Tarjei J. Svensen reports an extraordinary achievement for British chess:
British chess sensation WCM Bodhana Sivanandan made history today, scoring 10/10 to become England's first world youth champion in 25 years and complete a historic triple crown.
The eight-year-old prodigy is dominating the Girls Under 8 category of the World Cadet Championship in Egypt and clinched the title today with a round to spare.
And the story just gets more extraordinary. Bodhana already holds the rapid and blitz titles (for games played at faster speeds than in the tournament she has just won) in her age group, and in gaining these three titles she has won every single one of the 32 games she's played.
Even more remarkably than that, she won the British women's blitz title as the age of seven.
If you worry about there being separate titles for boys and girls, I think this is a genuine attempt to encourage female players when they are vastly outnumbered, whether for reasons of nature or nurture, by males in any tournament by males.

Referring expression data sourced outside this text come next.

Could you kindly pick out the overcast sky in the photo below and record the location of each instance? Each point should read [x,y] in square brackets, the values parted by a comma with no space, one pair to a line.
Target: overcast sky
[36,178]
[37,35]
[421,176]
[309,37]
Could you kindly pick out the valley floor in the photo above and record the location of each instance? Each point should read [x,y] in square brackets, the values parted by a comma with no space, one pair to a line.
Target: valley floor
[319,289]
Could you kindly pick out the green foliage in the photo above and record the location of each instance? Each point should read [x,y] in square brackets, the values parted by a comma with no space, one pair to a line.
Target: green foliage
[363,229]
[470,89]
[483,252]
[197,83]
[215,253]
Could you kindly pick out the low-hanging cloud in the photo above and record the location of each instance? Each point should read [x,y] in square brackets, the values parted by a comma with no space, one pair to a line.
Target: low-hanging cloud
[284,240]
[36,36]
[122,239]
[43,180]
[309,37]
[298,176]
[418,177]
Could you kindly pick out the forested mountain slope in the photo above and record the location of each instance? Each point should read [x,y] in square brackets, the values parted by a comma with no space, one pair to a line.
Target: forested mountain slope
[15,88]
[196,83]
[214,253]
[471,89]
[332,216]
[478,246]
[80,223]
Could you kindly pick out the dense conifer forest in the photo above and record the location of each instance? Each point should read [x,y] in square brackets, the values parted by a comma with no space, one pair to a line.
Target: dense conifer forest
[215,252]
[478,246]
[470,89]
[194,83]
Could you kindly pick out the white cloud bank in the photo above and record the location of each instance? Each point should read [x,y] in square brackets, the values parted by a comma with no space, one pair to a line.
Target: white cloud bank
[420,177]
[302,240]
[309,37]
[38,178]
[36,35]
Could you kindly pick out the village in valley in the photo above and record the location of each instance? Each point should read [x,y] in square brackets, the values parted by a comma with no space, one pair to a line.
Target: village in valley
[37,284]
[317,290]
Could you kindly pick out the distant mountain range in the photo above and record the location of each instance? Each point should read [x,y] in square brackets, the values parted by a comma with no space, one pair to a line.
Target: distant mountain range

I don't know about junior chess, but at the British championship in Leicester this summer there was an open title and a women's title, with the best British women players opting to play in the open against the men.
But it may be significant that the strongest woman player ever is Judit Polgár, and her father never entered her in a girls-only tournament when she was young.
Anyway, you can see Bodhana in the video above. She is playing against Peter Lee, who was British champion in 1965.